Permohonan tersebut, menurutnya berdasarkan pertimbangan jika dakwaan jaksa yang menyebutkan dirinya telah menerima uang senilai US$423.985 dari PT Alstom Power Incorporate (Alstom Power Inc) Amerika Serikat dan Marubeni Incorporate Jepang, tidak didukung bukti yang kuat.
"Saya mohon kepada Majelis Hakim Tipikor yang mengadili perkara saya untuk menolak atau tidak menerima dakwaan Jaksa Penuntut Umum atas diri saya," katanya.
Apalagi, katanya, berdasarkan kesaksian 15 orang dan badan yang bersaksi dalam berita acara pemeriksaan, kompak menyebutkan tidak mengetahui peran dan keterlubatannya dalam perencaan dan pelaksanaan pengadaan dan pembangunan proyek tersebut.
Pembelaan lainnya, katanya, penentuan pemenang proyek PLTU Tarahan adalah Japan Bank For International Cooperation (JBIC). Keewenangan juga ada pada pengawas tambahan yaitu Tokyo Electric Power Services Co Ltd (TEPSCO) yang merupakan perusahaan konsultan dari Jepang. Maka seharusnya KPK memanggil pihak JBIC untuk mengonfirmasi hal tersebut.
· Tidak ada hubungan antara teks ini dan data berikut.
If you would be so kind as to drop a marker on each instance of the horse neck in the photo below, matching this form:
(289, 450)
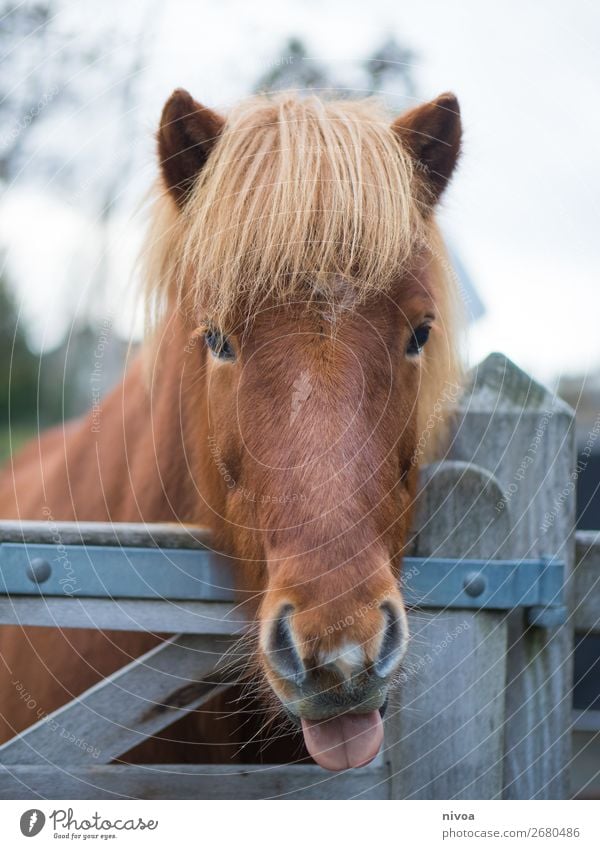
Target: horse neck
(148, 436)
Selain itu, Emir juga menegaskan bahwa pertemuan di Prancis dan Washington DC sama sekali tak membicarakan proyek PLTU Tarahan yang menjerat dirinya.
Kasus korupsi PLTU Tarahan sendiri terungkap setelah KPK berhasil mengembangkan kasus proyek CIS-RISI di PLN Distribusi Jakarta Raya (Disjaya) Tangerang yang menjerat Eddie Widiono.
Emir sendiri menjadi satu-satunya tersangka KPK dalam kasus itu. KPK mengaku masih melakukan penelusurn untuk mencari siapa pemberi suap yang dianggap bertanggung jawab. Emir didakwa dengan Pasal 12 huruf b dan Pasal 11 UU Nomor 31/1999 jo UU Nomor 20/2001 tentang Pemberantasan Tindak Pidana Korupsi.